动身那天,码头上来了一群人送姜沅。
其中林母和林恒来的最早,还给她带了一罐自家做的酱菜,语气不舍道:
“阿沅妹子,你这一去也不知道要多久才能回来,我也没什么好东西能给你,只有这酱菜是我自己做的,用的是咱们青石镇独有的青瓜,燕京肯定吃不到,你带着换换胃口。

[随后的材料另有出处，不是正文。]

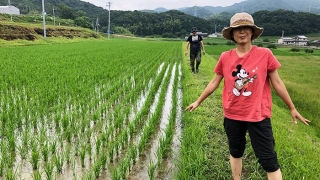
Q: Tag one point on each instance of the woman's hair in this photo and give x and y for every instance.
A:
(231, 34)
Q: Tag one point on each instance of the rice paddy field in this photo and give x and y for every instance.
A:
(114, 109)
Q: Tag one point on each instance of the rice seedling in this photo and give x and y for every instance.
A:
(59, 161)
(82, 153)
(151, 169)
(36, 175)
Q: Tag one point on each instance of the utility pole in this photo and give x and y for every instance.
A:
(54, 17)
(9, 4)
(44, 21)
(109, 5)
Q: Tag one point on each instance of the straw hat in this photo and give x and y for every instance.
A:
(242, 19)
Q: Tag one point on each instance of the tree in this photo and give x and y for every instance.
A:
(65, 12)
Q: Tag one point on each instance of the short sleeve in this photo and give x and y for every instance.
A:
(189, 39)
(200, 38)
(219, 67)
(273, 62)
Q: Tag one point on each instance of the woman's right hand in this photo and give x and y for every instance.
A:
(192, 106)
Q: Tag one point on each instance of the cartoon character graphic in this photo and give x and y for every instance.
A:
(242, 81)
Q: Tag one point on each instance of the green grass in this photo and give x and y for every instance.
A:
(204, 153)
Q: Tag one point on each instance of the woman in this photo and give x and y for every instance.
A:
(248, 71)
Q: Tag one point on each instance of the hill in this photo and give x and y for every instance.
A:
(31, 32)
(252, 6)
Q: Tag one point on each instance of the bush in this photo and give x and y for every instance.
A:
(295, 50)
(308, 50)
(266, 40)
(231, 43)
(209, 43)
(260, 45)
(272, 46)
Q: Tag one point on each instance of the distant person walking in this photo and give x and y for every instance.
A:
(248, 72)
(196, 44)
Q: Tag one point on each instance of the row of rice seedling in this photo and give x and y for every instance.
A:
(122, 171)
(165, 135)
(65, 117)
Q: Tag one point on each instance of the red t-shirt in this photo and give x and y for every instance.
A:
(246, 92)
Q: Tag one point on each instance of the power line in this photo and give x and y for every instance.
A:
(109, 5)
(9, 4)
(44, 21)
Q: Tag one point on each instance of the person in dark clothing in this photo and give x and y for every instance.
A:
(196, 44)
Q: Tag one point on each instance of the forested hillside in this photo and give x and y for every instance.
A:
(171, 23)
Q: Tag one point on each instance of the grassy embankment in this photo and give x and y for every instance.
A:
(204, 153)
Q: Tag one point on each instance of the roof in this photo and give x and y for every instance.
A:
(302, 36)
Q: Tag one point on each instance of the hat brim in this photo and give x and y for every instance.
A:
(256, 32)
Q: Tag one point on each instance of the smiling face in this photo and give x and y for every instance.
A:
(242, 34)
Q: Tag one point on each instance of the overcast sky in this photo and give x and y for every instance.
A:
(152, 4)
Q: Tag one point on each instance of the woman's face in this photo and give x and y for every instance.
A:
(243, 34)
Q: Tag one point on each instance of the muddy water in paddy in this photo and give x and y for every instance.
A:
(140, 171)
(74, 170)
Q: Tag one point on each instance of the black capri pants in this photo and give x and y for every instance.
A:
(262, 141)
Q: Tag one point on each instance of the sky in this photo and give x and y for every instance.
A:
(153, 4)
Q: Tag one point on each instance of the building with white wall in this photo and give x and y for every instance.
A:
(9, 10)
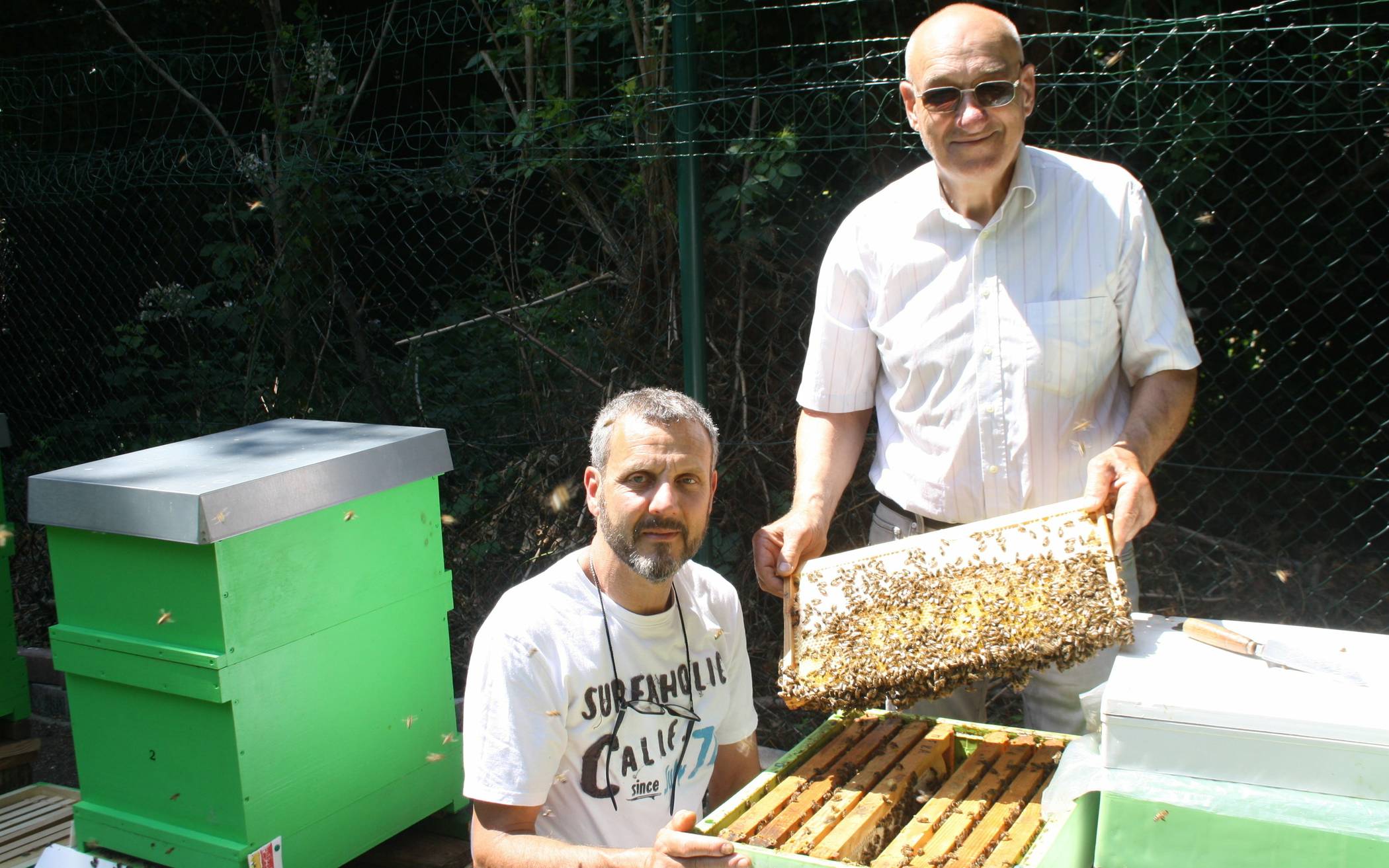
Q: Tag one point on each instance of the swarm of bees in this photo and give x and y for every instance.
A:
(921, 617)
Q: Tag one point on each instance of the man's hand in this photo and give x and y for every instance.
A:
(1117, 478)
(827, 449)
(781, 547)
(675, 845)
(1116, 484)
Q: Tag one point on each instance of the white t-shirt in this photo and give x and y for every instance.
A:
(1001, 357)
(539, 711)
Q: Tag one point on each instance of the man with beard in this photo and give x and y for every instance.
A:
(610, 693)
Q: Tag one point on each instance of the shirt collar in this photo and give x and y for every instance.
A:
(1023, 185)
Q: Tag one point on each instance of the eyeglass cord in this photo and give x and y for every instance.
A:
(689, 725)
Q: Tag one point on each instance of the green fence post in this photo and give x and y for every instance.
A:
(688, 200)
(15, 676)
(255, 632)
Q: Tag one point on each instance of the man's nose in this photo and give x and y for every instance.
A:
(663, 500)
(971, 116)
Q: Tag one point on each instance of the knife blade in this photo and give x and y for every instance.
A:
(1274, 652)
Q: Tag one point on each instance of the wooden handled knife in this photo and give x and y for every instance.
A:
(1274, 652)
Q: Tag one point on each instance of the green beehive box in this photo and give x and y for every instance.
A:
(1063, 842)
(253, 628)
(15, 677)
(1235, 825)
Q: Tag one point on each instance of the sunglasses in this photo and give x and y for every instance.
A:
(988, 95)
(645, 706)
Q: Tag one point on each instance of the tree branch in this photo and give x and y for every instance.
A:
(198, 103)
(371, 67)
(521, 331)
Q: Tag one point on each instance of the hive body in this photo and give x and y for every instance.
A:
(286, 685)
(925, 793)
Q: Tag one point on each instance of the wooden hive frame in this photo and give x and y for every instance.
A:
(976, 792)
(919, 617)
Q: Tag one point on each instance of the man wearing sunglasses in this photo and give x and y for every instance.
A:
(1011, 315)
(609, 695)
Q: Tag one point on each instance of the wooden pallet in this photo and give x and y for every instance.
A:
(919, 617)
(31, 818)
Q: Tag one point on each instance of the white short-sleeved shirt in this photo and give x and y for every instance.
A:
(539, 705)
(999, 357)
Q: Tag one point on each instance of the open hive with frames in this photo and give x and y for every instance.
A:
(920, 617)
(894, 791)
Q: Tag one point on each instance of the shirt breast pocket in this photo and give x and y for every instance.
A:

”
林母的神色有些不好意思,仿佛怕姜沅会嫌弃似的。
可姜沅却一把接过,笑容满面地对她说道:
“那可太好了,我就喜欢用这一口配清粥,有了它,我在燕京也能尝到家乡的味道。”
见姜沅大大方方地把东西收下,丝毫也不嫌弃,林母也不自觉地笑了起来,显得轻松许多。
而林恒和姜世安也站在一旁,嘀嘀咕咕地不知道说些什么。
只依稀看见,两人好似互相交换了什么东西。
姜沅没去管他,任由他们叙话,自己则又和郑师傅打了声招呼:
“这些日子,你教了很多东西,俗话说一日为师终身为父,往后有什么需要的千万别客气,直接和我们说,我们会尽力帮你的。”
郑师傅一听这话,立马拱手回礼,谦逊道:
“不敢当。小人做这些是奉了我家的命令,都是分内之事,不敢居功。只盼着世安去了燕京之后,不要荒废习武,继续勤加练习,小人便心满意足了。”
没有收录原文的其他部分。